May 29th--The chief of staff for the Soviet Navy’s Pacific fleet commits suicide after being informed his son’s Red Army platoon has been wiped out in action against U.S. ground forces in East Germany. In spite of the Soviet defense ministry’s best efforts to conceal the suicide, word leaks out via a disgruntled aide at the late chief of staff’s office; the news has further damaging effects on the already much-blighted morale of the Soviet armed forces in general and the navy specifically.

June 1st--Five Polish dissidents are arrested after trying to hold an antiwar meeting in Poznan.

June 5th--Associated Press reports “intense fighting” between NATO and Communist infantry detachments southeast of the ruins of Berlin.

June 7th--Turkish commandos raid a Soviet border defense post near the Georgian town of Dzhakismani.

June 8th--The chief military advisor for the provisional East German government confirms that Communist ground units are in combat with NATO detachments southeast of what’s left of Berlin but describes it as “a minimal skirmish” which will be over in a matter of days if not hours. This assessment contrasts very sharply with the views of most intelligence analysts on both sides of the Iron Curtain; the NKVD in particular expects the fighting in that sector to drag on for weeks.

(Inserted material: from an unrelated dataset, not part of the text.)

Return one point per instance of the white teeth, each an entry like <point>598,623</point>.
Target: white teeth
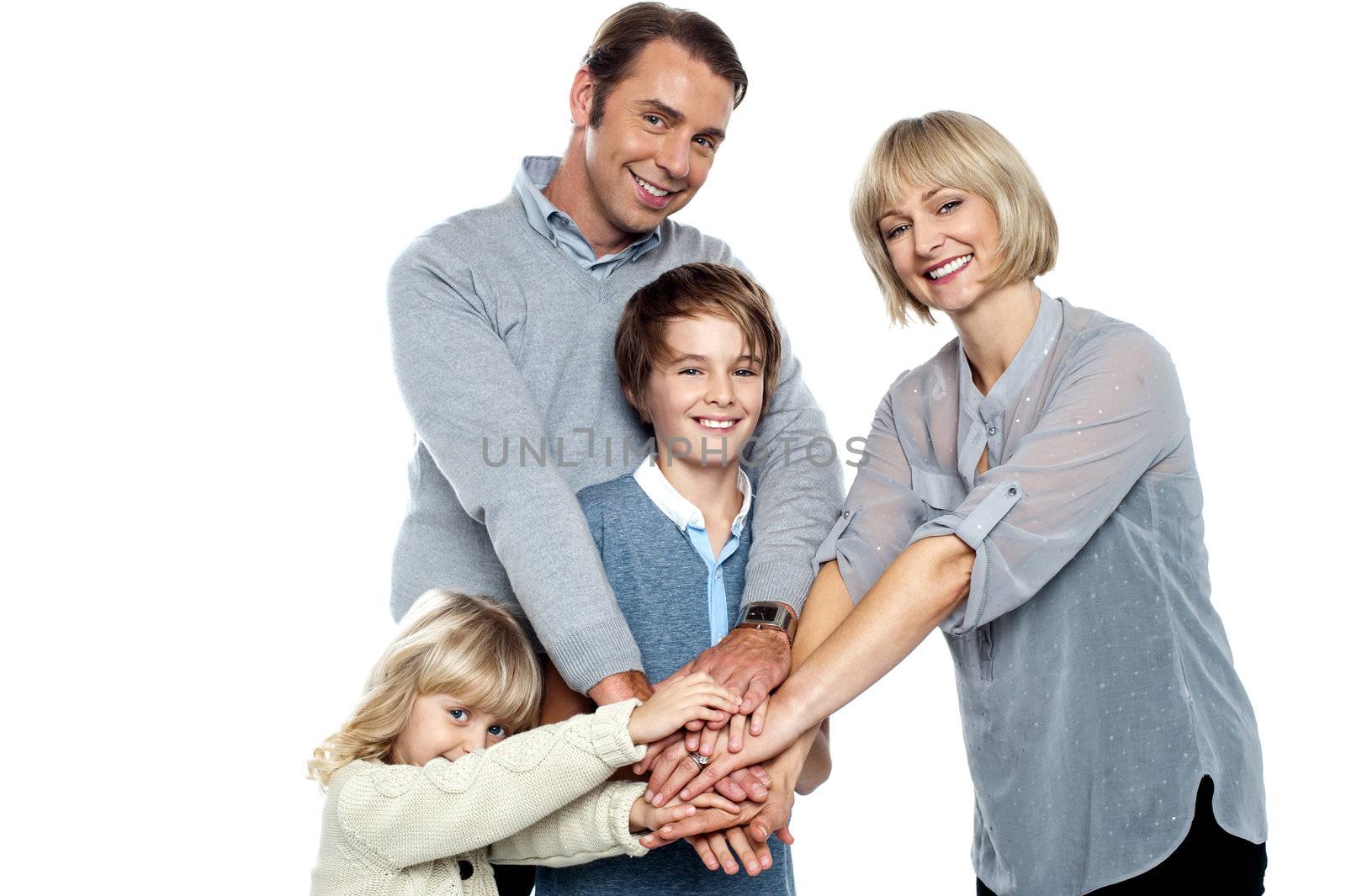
<point>949,268</point>
<point>653,191</point>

June 10th--In retaliation for the Dzhakismani raid three days earlier, Soviet warplanes bomb and strafe a Turkish army truck convoy south of the town of Kars, killing 18 and wounding 37.

June 11th--CIA deep-cover agents in central Europe report to Washington that Communist losses in the fighting southeast of the ruins of Berlin are much heavier that acknowledged by the Soviets or East Germans. At least one dispatch to the agency’s headquarters in Langley, Virginia hints there have been isolated cases of mutiny within the East German army.